NoSQL – why?
If you are following backend development or Big Data fields, you’ve probably noticed that for the last couple of years, there has been a lot of hype about NoSQL databases.
In this article, I will describe why NoSQL databases were created in the first place, what problems they solve, and why suddenly we need to have so many different databases.
What is wrong
with relational database in the first place. They worked fine for many years, but now we have a obstacle that can’t handle anymore ….
Relational databases are designed to run a single machine and if you need to handle more requests, you have only one option: Buy a bigger computer with more memory and a better CPU. Unfortunately, there is a limit to how many requests a single machine can handle, and we need a different database technology that can run on multiple machines.
Now, some of you may scoff, and say that there are two widespread techniques of how you can use multiple machines if you use a relational database: replication and sharding. But they are not sufficient methods to handle challenges that we are facing.
… is a technique in which every update to your database is propagated to other hosts that can handle only read requests. In this case, all changes are applied by a single host, called the leader, while all other hosts, called read replicas, maintain a copy of the data. A user can read from any machine, but can change data only through the leader host. This is a useful and very popular technique, but it allows only handling of more read requests and doesn’t solve the problem of handling the required amount of incoming data.
Multi-master (read and write part of data)
While sharding allows you to write more data, managing a sharded database can be a nightmare. You have to balance data across machines and scale your cluster up and down when necessary. While it may look simple in theory, implementing it correctly is a major challenge.
How does NoSQL works in this case?
NoSQL databases give you this control to select how your query should be executed. In one way or another, they allow you to specify two parameters when you perform a read or write operation with a NoSQL database:
W – how many machines in a cluster should acknowledge that they have stored your data when you perform a write. The more machines you write data to, the easier it is to read the latest data with the next read, but the more time will it take.
R – from how many machines you want to read data. In a distributed system, it may take some time for data to propagate to all machines in the cluster, so some hosts can have the latest data, while some can still lag behind. The more machines you read data from, the higher your chances of reading the latest data.
Let’s get more practical. If you have five machines in your cluster and you decide to write data to only one machine and then read data from one random machine, you have an 80 percent chance that you will get stale data. On the other hand, you will use a minimum amount of resources and if you can temporary tolerate stale data, you can choose this option. In this case, the W parameter is equal to 1 and R is equal to 1 as well.

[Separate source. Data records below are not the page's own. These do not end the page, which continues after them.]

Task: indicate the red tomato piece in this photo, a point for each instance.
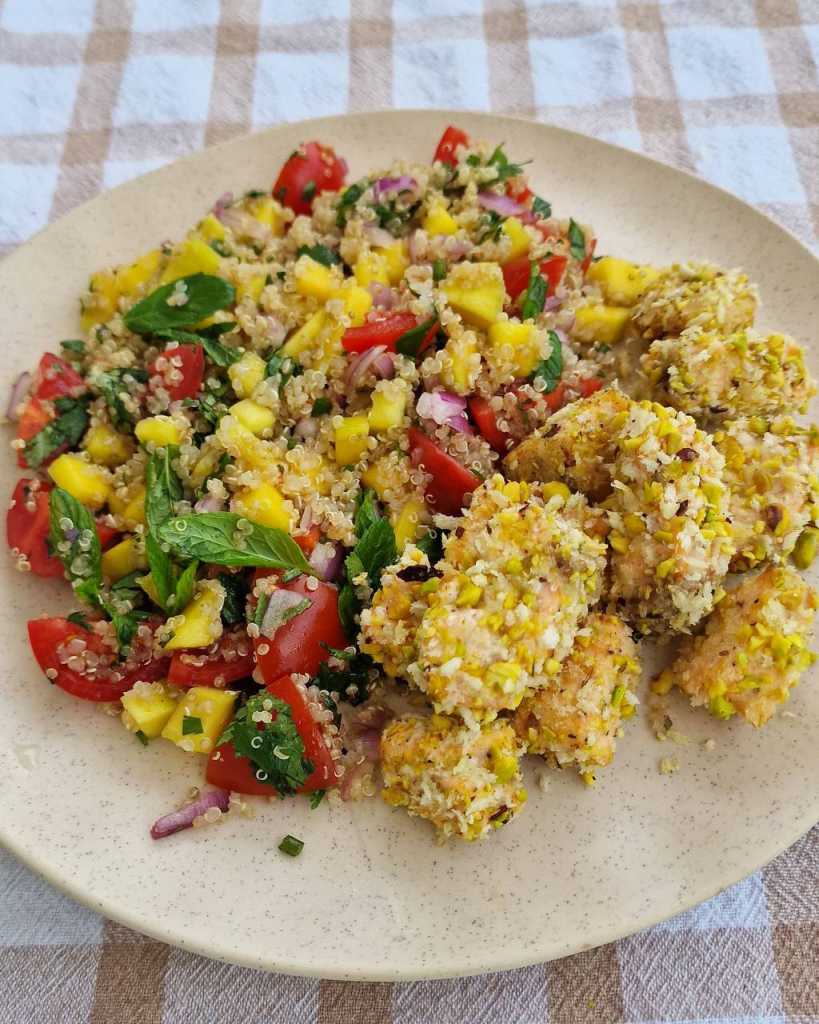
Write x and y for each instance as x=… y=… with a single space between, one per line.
x=27 y=527
x=35 y=416
x=311 y=169
x=445 y=150
x=300 y=644
x=191 y=367
x=106 y=683
x=385 y=332
x=449 y=482
x=55 y=378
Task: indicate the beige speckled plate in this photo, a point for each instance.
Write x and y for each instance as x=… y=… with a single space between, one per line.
x=372 y=895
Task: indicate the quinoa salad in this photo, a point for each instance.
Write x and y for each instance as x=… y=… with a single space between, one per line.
x=373 y=487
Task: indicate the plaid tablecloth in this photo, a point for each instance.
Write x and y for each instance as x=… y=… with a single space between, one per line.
x=95 y=91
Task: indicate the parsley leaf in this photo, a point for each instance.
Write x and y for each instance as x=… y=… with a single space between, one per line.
x=206 y=294
x=274 y=748
x=549 y=370
x=576 y=240
x=65 y=431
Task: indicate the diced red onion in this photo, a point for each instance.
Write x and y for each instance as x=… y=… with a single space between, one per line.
x=504 y=205
x=402 y=183
x=445 y=409
x=279 y=610
x=18 y=390
x=327 y=559
x=184 y=817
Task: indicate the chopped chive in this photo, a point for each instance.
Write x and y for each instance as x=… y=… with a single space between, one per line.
x=291 y=846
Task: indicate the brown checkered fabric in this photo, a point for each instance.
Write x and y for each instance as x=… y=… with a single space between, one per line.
x=95 y=91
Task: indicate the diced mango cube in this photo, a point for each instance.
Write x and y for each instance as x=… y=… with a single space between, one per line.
x=246 y=374
x=521 y=339
x=439 y=221
x=622 y=283
x=351 y=438
x=314 y=280
x=516 y=232
x=90 y=484
x=125 y=557
x=146 y=708
x=106 y=446
x=603 y=325
x=371 y=267
x=387 y=409
x=200 y=624
x=263 y=504
x=256 y=418
x=159 y=430
x=192 y=256
x=200 y=718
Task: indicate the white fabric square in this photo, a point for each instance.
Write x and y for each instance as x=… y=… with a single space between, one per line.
x=162 y=15
x=441 y=73
x=27 y=192
x=33 y=912
x=292 y=86
x=752 y=161
x=297 y=11
x=719 y=62
x=48 y=15
x=165 y=89
x=582 y=71
x=37 y=100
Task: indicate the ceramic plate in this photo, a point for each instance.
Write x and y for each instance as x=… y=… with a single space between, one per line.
x=373 y=896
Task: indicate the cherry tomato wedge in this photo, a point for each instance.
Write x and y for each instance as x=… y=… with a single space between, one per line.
x=445 y=150
x=298 y=645
x=48 y=635
x=185 y=359
x=27 y=528
x=449 y=482
x=34 y=417
x=226 y=665
x=311 y=169
x=229 y=771
x=55 y=378
x=385 y=332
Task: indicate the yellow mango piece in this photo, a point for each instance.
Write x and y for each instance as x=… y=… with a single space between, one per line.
x=479 y=305
x=371 y=267
x=439 y=221
x=211 y=228
x=203 y=709
x=351 y=436
x=516 y=232
x=192 y=256
x=396 y=260
x=521 y=339
x=106 y=446
x=254 y=417
x=314 y=280
x=85 y=481
x=125 y=557
x=387 y=410
x=622 y=283
x=146 y=709
x=264 y=504
x=131 y=279
x=408 y=523
x=100 y=305
x=246 y=374
x=604 y=325
x=159 y=430
x=357 y=301
x=200 y=624
x=305 y=335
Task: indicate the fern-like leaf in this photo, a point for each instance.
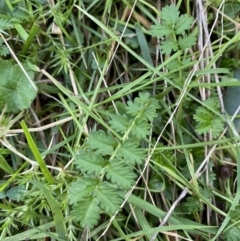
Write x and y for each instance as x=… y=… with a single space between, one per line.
x=207 y=120
x=90 y=162
x=143 y=106
x=81 y=189
x=120 y=173
x=170 y=14
x=161 y=30
x=120 y=123
x=132 y=153
x=87 y=212
x=141 y=129
x=109 y=199
x=184 y=23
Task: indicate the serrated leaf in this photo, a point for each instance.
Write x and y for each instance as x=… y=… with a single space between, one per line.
x=143 y=106
x=131 y=152
x=103 y=143
x=81 y=189
x=120 y=123
x=168 y=45
x=170 y=14
x=161 y=30
x=120 y=173
x=207 y=120
x=3 y=50
x=108 y=197
x=89 y=162
x=184 y=23
x=232 y=234
x=141 y=129
x=192 y=205
x=87 y=212
x=187 y=41
x=235 y=214
x=16 y=92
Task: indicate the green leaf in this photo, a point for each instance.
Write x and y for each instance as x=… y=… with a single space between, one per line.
x=103 y=143
x=184 y=23
x=187 y=41
x=81 y=189
x=192 y=205
x=16 y=193
x=108 y=197
x=207 y=120
x=232 y=234
x=143 y=106
x=170 y=14
x=36 y=153
x=55 y=210
x=156 y=183
x=168 y=45
x=87 y=212
x=141 y=129
x=120 y=173
x=160 y=30
x=120 y=123
x=16 y=92
x=89 y=162
x=131 y=152
x=235 y=214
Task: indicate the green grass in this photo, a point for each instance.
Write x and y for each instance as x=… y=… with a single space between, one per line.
x=126 y=136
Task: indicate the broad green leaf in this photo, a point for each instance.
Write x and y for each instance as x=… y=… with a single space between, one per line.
x=16 y=92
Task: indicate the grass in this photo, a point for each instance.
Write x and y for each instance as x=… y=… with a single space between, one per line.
x=92 y=60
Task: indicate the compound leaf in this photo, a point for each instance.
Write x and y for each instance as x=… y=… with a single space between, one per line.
x=87 y=212
x=101 y=142
x=232 y=234
x=187 y=41
x=168 y=45
x=89 y=162
x=170 y=14
x=132 y=153
x=184 y=23
x=120 y=173
x=16 y=92
x=81 y=189
x=161 y=30
x=109 y=199
x=120 y=123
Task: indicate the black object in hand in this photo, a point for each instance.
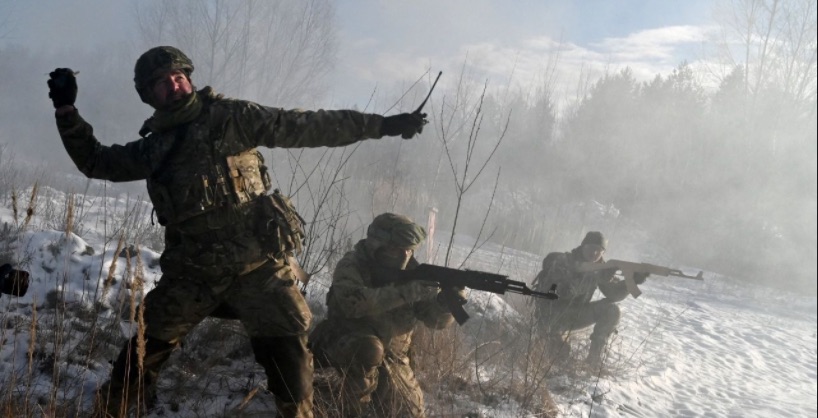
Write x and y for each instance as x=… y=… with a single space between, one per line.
x=406 y=125
x=62 y=87
x=13 y=282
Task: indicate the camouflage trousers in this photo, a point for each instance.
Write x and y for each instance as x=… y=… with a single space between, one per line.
x=556 y=322
x=375 y=382
x=269 y=305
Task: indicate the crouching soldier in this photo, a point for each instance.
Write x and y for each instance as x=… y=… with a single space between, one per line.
x=371 y=318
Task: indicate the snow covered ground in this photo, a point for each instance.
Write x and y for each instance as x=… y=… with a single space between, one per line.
x=718 y=348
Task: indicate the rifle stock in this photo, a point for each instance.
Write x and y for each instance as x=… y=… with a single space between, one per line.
x=449 y=279
x=629 y=268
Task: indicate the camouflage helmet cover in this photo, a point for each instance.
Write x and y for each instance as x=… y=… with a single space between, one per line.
x=595 y=238
x=395 y=230
x=154 y=63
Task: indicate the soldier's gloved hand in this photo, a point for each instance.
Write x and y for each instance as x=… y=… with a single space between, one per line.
x=418 y=290
x=640 y=278
x=62 y=87
x=13 y=282
x=406 y=125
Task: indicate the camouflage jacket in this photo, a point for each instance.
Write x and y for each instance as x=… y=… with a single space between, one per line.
x=357 y=304
x=215 y=164
x=576 y=289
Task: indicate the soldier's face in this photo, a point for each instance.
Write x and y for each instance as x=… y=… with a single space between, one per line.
x=394 y=257
x=592 y=252
x=169 y=89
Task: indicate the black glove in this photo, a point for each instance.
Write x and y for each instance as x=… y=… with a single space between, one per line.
x=62 y=87
x=13 y=282
x=406 y=125
x=640 y=278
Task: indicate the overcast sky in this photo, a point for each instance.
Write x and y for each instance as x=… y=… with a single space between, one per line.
x=383 y=42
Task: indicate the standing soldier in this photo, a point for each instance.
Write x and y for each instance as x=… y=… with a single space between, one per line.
x=224 y=244
x=574 y=310
x=371 y=319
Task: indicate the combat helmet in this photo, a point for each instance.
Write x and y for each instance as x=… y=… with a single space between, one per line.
x=393 y=229
x=156 y=62
x=595 y=238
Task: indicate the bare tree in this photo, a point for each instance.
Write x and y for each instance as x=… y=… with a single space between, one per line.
x=267 y=51
x=773 y=41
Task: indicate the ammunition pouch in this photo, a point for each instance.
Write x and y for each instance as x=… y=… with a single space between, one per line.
x=281 y=228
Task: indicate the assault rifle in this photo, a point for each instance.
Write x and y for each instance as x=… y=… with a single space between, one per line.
x=629 y=268
x=449 y=278
x=13 y=282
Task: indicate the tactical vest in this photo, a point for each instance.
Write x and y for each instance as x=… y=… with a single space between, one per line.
x=206 y=168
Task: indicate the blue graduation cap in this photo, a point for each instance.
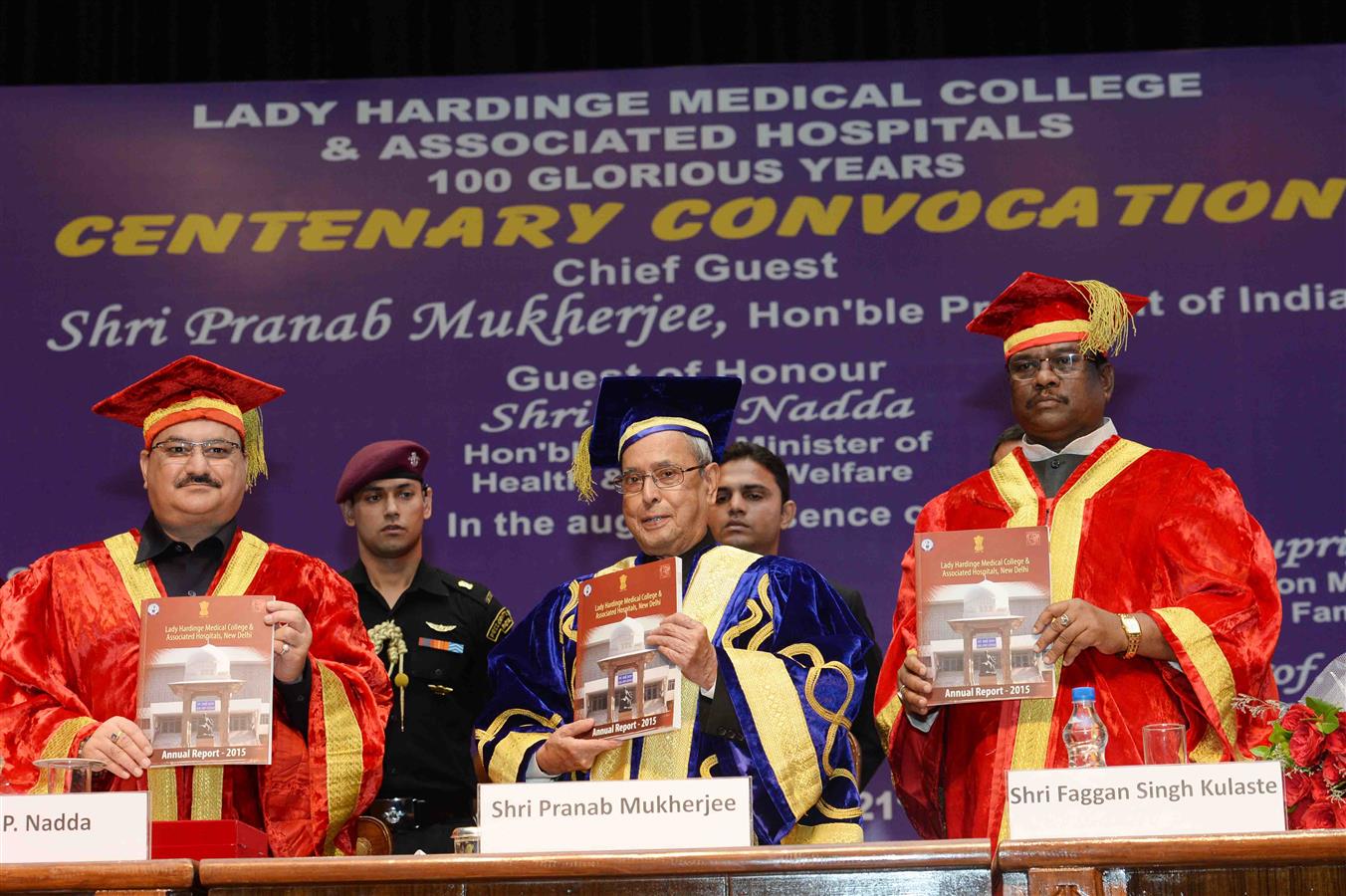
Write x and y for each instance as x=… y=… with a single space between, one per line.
x=631 y=408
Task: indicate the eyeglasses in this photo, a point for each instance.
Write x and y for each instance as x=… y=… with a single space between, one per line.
x=180 y=450
x=1065 y=364
x=669 y=477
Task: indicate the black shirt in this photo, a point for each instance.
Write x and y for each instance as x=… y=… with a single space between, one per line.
x=184 y=570
x=448 y=624
x=188 y=572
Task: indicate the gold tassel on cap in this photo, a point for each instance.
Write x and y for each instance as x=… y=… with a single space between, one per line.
x=1108 y=319
x=581 y=471
x=253 y=448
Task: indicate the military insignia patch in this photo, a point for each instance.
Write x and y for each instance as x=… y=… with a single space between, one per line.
x=501 y=624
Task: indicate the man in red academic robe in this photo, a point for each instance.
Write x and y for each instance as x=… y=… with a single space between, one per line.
x=70 y=632
x=1163 y=584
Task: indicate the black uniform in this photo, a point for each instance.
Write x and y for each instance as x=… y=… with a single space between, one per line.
x=448 y=624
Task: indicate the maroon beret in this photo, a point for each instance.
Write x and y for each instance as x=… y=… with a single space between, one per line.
x=390 y=459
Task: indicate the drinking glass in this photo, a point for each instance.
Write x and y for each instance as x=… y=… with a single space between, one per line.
x=1165 y=743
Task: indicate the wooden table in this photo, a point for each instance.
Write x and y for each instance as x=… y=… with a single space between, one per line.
x=163 y=877
x=1217 y=865
x=947 y=868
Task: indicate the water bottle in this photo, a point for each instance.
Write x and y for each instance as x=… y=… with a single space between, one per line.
x=1085 y=736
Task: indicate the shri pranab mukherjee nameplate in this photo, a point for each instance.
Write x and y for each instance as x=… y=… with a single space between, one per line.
x=585 y=815
x=75 y=827
x=1138 y=800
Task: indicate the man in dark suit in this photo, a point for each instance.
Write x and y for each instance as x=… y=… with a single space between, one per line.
x=752 y=508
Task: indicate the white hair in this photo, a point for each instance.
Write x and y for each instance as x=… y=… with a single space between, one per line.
x=700 y=450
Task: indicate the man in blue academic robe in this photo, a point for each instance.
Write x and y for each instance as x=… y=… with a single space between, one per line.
x=773 y=662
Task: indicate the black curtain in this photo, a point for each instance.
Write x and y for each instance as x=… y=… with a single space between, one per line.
x=142 y=41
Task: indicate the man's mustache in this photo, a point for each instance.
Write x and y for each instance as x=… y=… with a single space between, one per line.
x=198 y=479
x=1051 y=395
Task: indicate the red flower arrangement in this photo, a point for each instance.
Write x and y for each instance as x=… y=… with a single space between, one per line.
x=1308 y=740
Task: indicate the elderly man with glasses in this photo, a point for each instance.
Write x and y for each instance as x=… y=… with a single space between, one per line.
x=70 y=632
x=1163 y=585
x=773 y=663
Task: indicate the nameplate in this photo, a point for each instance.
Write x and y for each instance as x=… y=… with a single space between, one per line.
x=75 y=827
x=1136 y=800
x=565 y=816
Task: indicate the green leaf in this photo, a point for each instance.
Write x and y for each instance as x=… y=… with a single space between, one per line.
x=1322 y=708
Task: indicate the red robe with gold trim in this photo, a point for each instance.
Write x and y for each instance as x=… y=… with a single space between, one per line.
x=69 y=653
x=1132 y=531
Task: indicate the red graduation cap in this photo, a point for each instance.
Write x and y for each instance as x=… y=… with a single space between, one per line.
x=195 y=389
x=1036 y=310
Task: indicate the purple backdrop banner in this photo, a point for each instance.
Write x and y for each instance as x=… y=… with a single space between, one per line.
x=458 y=261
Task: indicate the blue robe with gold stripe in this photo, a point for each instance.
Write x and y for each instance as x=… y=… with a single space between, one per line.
x=790 y=661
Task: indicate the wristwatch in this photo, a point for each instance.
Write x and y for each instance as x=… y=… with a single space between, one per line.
x=1131 y=626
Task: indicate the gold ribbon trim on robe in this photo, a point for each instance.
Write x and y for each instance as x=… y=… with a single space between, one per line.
x=207 y=782
x=53 y=781
x=828 y=833
x=508 y=757
x=1032 y=731
x=344 y=755
x=1219 y=678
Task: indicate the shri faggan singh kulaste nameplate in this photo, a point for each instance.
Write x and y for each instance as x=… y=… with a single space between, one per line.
x=626 y=686
x=979 y=593
x=205 y=690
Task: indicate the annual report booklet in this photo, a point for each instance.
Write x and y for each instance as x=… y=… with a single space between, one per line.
x=979 y=592
x=626 y=686
x=205 y=688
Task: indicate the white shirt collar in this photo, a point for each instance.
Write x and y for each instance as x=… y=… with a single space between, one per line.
x=1082 y=445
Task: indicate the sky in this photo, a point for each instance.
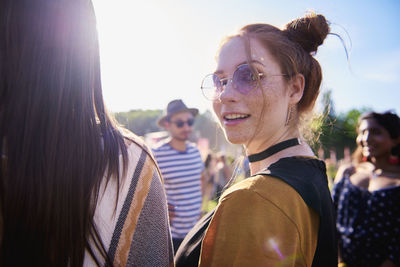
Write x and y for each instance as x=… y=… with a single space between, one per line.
x=154 y=51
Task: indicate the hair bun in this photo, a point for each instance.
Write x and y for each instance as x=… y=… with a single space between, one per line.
x=309 y=31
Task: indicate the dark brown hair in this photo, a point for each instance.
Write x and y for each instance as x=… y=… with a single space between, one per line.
x=56 y=138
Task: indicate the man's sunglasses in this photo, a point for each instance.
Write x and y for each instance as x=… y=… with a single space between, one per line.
x=243 y=80
x=180 y=123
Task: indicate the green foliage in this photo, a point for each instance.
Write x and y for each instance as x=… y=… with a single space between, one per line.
x=139 y=121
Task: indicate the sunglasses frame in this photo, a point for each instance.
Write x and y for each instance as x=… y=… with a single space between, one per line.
x=217 y=93
x=181 y=123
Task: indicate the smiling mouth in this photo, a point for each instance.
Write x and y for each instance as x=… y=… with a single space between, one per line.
x=233 y=117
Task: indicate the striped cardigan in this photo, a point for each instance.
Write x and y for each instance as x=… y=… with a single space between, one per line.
x=137 y=232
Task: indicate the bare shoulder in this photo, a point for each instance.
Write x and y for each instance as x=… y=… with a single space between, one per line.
x=346 y=169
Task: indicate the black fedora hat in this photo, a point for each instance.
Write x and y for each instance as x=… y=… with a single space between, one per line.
x=174 y=107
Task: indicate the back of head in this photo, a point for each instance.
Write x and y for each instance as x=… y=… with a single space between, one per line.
x=55 y=135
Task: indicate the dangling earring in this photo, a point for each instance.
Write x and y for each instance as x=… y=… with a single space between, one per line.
x=393 y=158
x=289 y=115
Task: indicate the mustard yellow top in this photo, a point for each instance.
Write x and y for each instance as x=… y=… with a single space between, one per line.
x=261 y=221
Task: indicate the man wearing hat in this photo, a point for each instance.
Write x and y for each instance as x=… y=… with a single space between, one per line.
x=181 y=167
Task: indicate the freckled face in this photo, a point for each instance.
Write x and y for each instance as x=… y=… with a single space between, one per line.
x=240 y=114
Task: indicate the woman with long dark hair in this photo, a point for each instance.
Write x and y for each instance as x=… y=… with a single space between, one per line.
x=75 y=188
x=367 y=195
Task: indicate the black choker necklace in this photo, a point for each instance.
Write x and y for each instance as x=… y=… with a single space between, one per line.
x=273 y=149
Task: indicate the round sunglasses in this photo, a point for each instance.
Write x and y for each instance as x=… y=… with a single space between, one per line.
x=180 y=123
x=243 y=80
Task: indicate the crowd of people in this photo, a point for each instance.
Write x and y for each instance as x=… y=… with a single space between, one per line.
x=78 y=189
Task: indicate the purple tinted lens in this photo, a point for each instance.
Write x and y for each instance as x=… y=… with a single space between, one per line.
x=217 y=83
x=244 y=79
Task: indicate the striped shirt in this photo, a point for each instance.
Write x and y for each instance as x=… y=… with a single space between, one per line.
x=181 y=172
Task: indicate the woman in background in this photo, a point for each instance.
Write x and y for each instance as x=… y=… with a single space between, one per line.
x=266 y=81
x=75 y=188
x=367 y=195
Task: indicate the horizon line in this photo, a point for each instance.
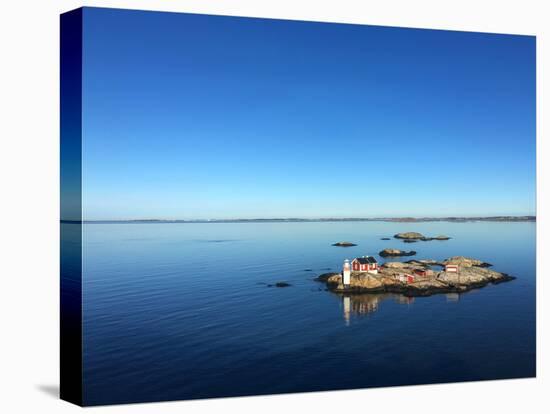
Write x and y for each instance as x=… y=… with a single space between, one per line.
x=526 y=217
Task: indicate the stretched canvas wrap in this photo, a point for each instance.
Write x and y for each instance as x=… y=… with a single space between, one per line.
x=258 y=206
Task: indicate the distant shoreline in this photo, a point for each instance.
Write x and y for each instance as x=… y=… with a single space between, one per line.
x=320 y=220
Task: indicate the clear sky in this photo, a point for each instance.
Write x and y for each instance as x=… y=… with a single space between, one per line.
x=190 y=116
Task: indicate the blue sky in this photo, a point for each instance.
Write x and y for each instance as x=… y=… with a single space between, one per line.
x=190 y=116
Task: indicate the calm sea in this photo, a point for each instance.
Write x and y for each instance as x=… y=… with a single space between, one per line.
x=178 y=311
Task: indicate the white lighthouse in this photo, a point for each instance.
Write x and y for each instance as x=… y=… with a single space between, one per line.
x=346 y=274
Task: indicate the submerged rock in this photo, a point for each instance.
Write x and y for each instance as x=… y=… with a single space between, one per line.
x=325 y=276
x=396 y=253
x=344 y=244
x=280 y=284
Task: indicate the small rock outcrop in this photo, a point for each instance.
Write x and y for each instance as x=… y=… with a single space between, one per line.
x=411 y=235
x=344 y=244
x=465 y=262
x=395 y=253
x=395 y=265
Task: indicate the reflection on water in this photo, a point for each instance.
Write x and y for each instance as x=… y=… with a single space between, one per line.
x=364 y=304
x=452 y=297
x=367 y=303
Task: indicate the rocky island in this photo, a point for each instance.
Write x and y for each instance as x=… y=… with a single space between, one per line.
x=423 y=277
x=395 y=253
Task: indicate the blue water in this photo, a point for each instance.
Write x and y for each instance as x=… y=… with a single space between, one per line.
x=179 y=311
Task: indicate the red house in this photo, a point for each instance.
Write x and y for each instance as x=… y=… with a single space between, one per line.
x=451 y=268
x=365 y=264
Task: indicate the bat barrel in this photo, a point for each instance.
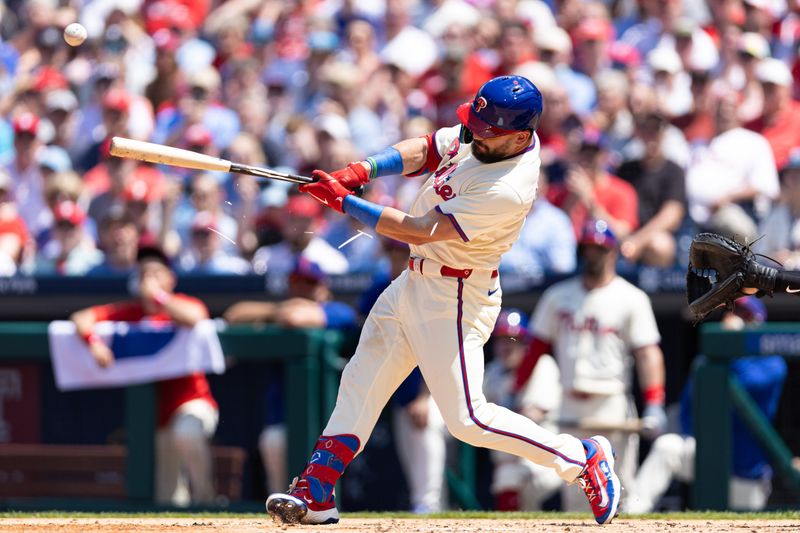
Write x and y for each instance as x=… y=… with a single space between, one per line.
x=166 y=155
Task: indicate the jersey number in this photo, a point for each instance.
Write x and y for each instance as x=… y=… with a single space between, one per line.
x=440 y=178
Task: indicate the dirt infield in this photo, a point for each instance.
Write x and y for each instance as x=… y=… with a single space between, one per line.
x=387 y=525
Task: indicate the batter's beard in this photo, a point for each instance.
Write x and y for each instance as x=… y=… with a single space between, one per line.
x=487 y=157
x=593 y=268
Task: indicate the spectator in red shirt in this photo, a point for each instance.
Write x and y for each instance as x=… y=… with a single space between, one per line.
x=779 y=114
x=13 y=233
x=589 y=191
x=187 y=412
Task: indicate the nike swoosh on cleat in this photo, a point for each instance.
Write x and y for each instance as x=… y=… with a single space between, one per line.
x=603 y=492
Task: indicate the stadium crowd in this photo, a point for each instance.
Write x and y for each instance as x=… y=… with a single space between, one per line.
x=661 y=117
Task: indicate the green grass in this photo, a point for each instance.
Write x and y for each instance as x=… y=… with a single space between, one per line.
x=691 y=515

On the other hand, if you write data to all five machines in a NoSQL database, at once you can read data from any machine and it is guaranteed that you will get the latest data every single time. It will take longer to perform the same operation with more machines, but if it is important for you, you can do this. In this case, W=5 and R=5.
What are the minimal numbers of reads and writes we need to perform to have a consistent database? Here is a simple formula: R + W ≥ N + 1, where N is the number of machines in the cluster.
Thank for your attention!
Please put more smile in digital world